Even though a security camera showed Houston, Texas, police officers stomping and kicking then-15-year-old burglar Chad Holley (pictured below), jurors unfortunately decided Wednesday afternoon that the first officer on trial for the beating, Andrew Blomberg (pictured left), is not guilty of official oppression, according to the Associated Press.
On the videotape, Holley is seen laying face down on the ground, while several officers kick and stomp him. Still, Blomberg testified that Holley was resisting arrest — and while it may have looked as though he was abusing the teen — he was actually using his foot to move Holley’s arm.
Watch the police beating of Holley here:
Even Houston Police Chief Charles McClelland Jr. testified that he believed that Blomberg assaulted the teen.
The Associated Press reports:
Prosecutors told jurors that Blomberg kicked the teenager several times and Houston Police Chief Charles McClelland Jr. testified that he believed Blomberg kicked and stomped on the teen.
Not surprisingly, the all-White jurors still came to the decision that Blomberg was not guilty of abusing Holley. If Blomberg was found guilty of his misdemeanor charge, he would have faced up to a year in prison. Three other police officers will stand trial for the offense. Relieved that he had gotten off, Blomberg contemplated whether he would consider going back in to law enforcement:
“This is the only thing I’ve ever wanted to do in my entire life,” Blomberg said referring to being a police officer. “And I’m just glad this part is finally over.”
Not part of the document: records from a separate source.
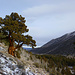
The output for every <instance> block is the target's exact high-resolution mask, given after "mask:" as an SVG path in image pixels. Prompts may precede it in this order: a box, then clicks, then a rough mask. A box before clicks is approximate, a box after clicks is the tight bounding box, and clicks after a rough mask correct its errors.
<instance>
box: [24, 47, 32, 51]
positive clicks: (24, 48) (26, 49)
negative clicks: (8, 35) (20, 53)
mask: <svg viewBox="0 0 75 75" xmlns="http://www.w3.org/2000/svg"><path fill="white" fill-rule="evenodd" d="M23 49H25V50H27V51H29V50H31V49H32V48H25V47H23Z"/></svg>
Obviously, our community wasn’t happy with the outcome of this trial. Rev. James Dixon of Community Faith Church said amid chants of “racism!” and “injustice!” “It is pathetic. It is unacceptable. This kind of expression says to me, to my children and to every Black child in the city, `Your life is not worth manure.’”
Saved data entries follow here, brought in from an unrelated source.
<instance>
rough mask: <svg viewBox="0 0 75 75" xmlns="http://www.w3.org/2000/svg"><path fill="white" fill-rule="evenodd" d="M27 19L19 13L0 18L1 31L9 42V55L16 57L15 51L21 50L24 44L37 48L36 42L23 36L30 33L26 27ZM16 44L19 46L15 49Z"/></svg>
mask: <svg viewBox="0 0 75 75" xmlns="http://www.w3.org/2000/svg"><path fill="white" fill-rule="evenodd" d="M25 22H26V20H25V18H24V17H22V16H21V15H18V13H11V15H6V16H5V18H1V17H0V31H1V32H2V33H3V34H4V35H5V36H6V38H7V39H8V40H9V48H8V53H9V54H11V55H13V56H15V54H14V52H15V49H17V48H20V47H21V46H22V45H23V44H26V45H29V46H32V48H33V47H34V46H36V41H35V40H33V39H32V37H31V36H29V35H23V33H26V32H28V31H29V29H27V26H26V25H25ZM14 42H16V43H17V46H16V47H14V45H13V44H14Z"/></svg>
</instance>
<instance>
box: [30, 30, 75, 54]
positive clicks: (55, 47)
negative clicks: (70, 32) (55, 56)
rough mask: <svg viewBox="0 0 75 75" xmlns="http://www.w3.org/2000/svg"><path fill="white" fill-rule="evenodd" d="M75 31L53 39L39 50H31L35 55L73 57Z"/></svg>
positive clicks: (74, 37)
Of his client, attorney Dick DeGuerin said, “Andrew Blomberg is truly a hero in what he did that day. I believe that.”
In March 2010, Holley and his three friends stole a piano keyboard and some alcohol from a Houston townhome. When authorities stopped their truck, Holley ran from the vehicle. On trial, Holley said that after police knocked him over with a patrol car, he put his hands up in surrender.
This, and the beating that followed, would be caught on tape.